There are two types of solstices. These are summer and winter solstices. In reality, these are astronomical types of solstices. I mean these names are given according to the astronomical definition of the seasons that occurs during the time of solstices in one of the hemispheres.

However, the official names of Solstices are somehow different from the above-mentioned ones. Confused? Okay. Let me sort it out for you. According to the definition of Solstice, the two types of solstices are June and December Solstice.

June Solstice

On the eve of June Solstice, the north pole of the earth is at its maximum tilt towards the sun. Therefore, as a result, marking the end of spring and the arrival of summer in the northern hemisphere.

That’s why June Solstice is officially known as Summer or simply Estival Solstice in the northern hemisphere. Not to mention, not only the Sun’s orbital path across the sky will be as high as it can be in the earth’s northern areas. The sun will also enter the tropic of Cancer on the eve of June Soltice.

Moving ahead, as the Earth’s north pole is tilted closest to the Sun, June Solstice marks the end of autumn and the arrival of winters in the southern hemisphere. Hence, known as the winter or hibernal solstice in the southern hemisphere.

Additionally, the day of June solstice will be the brightest as well as the longest day of the year in the northern hemisphere. On the contrary, it will also be the darkest as well as the shortest day of the year in the southern hemisphere.

December Solstice

On the eve of December Solstice, the south pole of the earth is at its maximum tilt towards the sun. Therefore, as a result, marking the end of spring and the arrival of summer in the southern hemisphere.

That’s why December Solstice is officially known as Summer or Estival Solstice in the southern hemisphere. Not to mention, not only the sun’s orbital path across the sky will be as high as it can be in the earth’s southern areas. The sun will also enter the tropic of Capricorn on the eve of December Solstice.

Moving ahead, as the earth’s south pole is tilted closest to the Sun, the December solstice marks the end of autumn and the arrival of winters in the northern hemisphere. Hence, known as the winter or hibernal solstice in the northern hemisphere.

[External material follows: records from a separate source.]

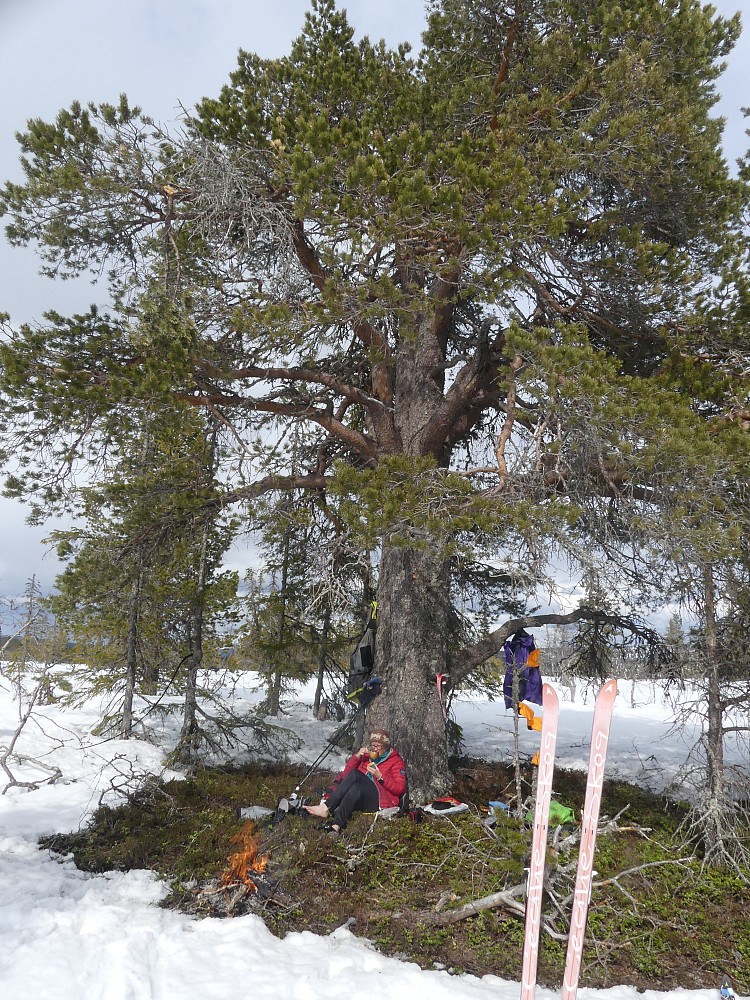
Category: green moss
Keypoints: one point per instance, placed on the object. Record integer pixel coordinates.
(391, 877)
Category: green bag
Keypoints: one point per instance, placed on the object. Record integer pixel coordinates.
(558, 814)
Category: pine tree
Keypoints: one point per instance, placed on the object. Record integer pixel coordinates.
(475, 278)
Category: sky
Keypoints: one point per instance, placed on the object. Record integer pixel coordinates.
(68, 935)
(164, 54)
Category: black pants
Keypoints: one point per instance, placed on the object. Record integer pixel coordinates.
(356, 791)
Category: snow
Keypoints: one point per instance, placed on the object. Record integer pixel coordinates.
(69, 934)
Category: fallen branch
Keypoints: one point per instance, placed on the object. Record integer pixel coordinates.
(505, 900)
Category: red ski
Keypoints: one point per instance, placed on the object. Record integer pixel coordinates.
(599, 740)
(539, 842)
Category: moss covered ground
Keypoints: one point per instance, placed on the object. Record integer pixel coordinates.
(667, 922)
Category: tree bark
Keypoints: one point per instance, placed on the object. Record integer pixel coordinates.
(131, 657)
(715, 806)
(195, 641)
(410, 650)
(322, 660)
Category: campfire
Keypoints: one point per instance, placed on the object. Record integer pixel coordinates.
(245, 861)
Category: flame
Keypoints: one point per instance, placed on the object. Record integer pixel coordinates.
(245, 859)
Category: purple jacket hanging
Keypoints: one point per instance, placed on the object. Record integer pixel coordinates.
(517, 651)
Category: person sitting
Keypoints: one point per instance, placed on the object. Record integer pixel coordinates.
(374, 778)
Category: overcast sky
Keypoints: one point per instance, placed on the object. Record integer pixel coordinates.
(164, 53)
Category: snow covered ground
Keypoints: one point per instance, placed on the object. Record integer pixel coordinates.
(67, 934)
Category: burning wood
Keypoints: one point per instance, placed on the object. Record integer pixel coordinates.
(245, 860)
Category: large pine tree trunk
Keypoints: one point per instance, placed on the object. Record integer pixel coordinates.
(410, 650)
(716, 790)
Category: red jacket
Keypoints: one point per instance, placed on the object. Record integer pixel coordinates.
(393, 783)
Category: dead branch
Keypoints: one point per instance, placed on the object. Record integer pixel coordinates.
(506, 900)
(8, 753)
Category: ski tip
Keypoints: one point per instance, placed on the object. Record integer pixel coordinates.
(727, 993)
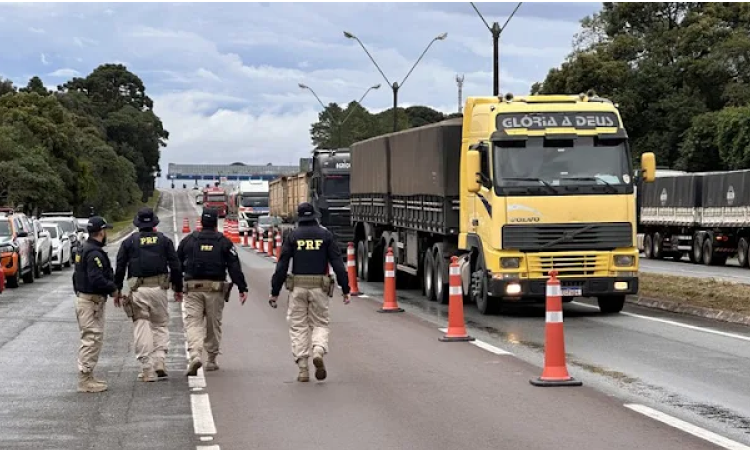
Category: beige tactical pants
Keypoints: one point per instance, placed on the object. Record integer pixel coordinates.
(151, 320)
(200, 305)
(90, 316)
(307, 317)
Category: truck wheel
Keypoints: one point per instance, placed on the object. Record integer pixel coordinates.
(696, 256)
(479, 292)
(742, 247)
(648, 246)
(441, 283)
(611, 304)
(12, 281)
(428, 273)
(658, 246)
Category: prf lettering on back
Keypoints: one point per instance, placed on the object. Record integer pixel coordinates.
(309, 244)
(149, 240)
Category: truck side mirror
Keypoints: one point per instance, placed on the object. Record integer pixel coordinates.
(648, 167)
(473, 169)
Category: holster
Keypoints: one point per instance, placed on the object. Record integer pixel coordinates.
(205, 286)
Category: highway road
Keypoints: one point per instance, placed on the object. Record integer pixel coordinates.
(650, 380)
(730, 272)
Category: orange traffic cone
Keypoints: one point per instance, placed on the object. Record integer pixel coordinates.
(456, 325)
(555, 371)
(389, 292)
(351, 267)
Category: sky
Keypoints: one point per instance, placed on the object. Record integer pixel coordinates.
(224, 77)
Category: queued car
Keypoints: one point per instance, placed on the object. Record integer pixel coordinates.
(43, 250)
(61, 251)
(17, 247)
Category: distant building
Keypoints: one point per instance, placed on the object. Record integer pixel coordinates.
(232, 172)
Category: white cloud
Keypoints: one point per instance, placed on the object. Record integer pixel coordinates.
(225, 79)
(62, 73)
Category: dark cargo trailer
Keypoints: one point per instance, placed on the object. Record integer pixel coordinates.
(405, 196)
(704, 215)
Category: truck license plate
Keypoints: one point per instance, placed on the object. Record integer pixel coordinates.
(572, 292)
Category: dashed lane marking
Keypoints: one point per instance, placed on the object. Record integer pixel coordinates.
(483, 345)
(687, 427)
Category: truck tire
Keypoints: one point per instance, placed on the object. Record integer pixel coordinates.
(611, 304)
(648, 246)
(742, 248)
(428, 274)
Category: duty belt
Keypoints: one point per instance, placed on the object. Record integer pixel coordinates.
(92, 297)
(204, 286)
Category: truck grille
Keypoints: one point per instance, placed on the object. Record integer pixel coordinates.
(567, 237)
(571, 265)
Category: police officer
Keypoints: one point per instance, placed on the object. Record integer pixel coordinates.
(313, 248)
(93, 281)
(150, 259)
(206, 256)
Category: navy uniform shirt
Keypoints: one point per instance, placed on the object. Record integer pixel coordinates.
(312, 247)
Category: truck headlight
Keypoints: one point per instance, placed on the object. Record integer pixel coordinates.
(510, 263)
(624, 260)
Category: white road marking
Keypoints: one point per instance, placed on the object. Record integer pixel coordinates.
(203, 417)
(483, 345)
(687, 427)
(677, 324)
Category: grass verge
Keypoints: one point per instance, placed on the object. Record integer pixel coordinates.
(700, 292)
(121, 226)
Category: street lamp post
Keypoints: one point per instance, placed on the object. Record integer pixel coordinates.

Additionally, the day of December solstice will be the brightest as well as the longest day of the year in the southern hemisphere. On the contrary, it will also be the darkest as well as the shortest day of the year in the northern hemisphere.

When is the first day of summer?

Again, you already know that because of the earth’s axial tilt, when there is the summer solstice in the northern hemisphere, there is the winter solstice in the southern hemisphere.

Therefore, moving ahead, as of today, in the northern hemisphere, the first day of summer will occur on Wednesday, June 21, 2023, at 14:58 Universal Coordinated time (UTC).

On the other hand, the first day of summer in the southern hemisphere will occur on Friday, December 22, 2023, at a sharp 14:28 Australian Eastern Daylight Time (AEDT).

When is the first day of winter?

As of today, the first day of winter in the northern hemisphere will occur on Friday, December 22, 2023, at sharp 03:28 Universal Coordinated time (UTC).

On the other hand, the first day of winter in the southern hemisphere will occur on Thursday, June 22, 2023, at sharp 00:58 Australian Eastern Standard Time (AEST).

Why do the dates of the solstices and equinoxes vary?

Yes, its date does vary. Well, it’s not rocket science to understand, just some basic physics. See, after every four years, there is a leap year. Therefore, in order to adjust the Gregorian Calendar with the eve of the winter solstice, the December solstice date varies.

For example, in 2019, the December solstice occurred on the 22nd of the month. But next year i.e 2023, it occurred on the 21st of the month. Such is the case with all the types of Equinox and Solstice.

Not to mention, there are some other factors too, that contribute to the variation in the equinox and solstice dates. But, just to make things simple, I am just neglecting them.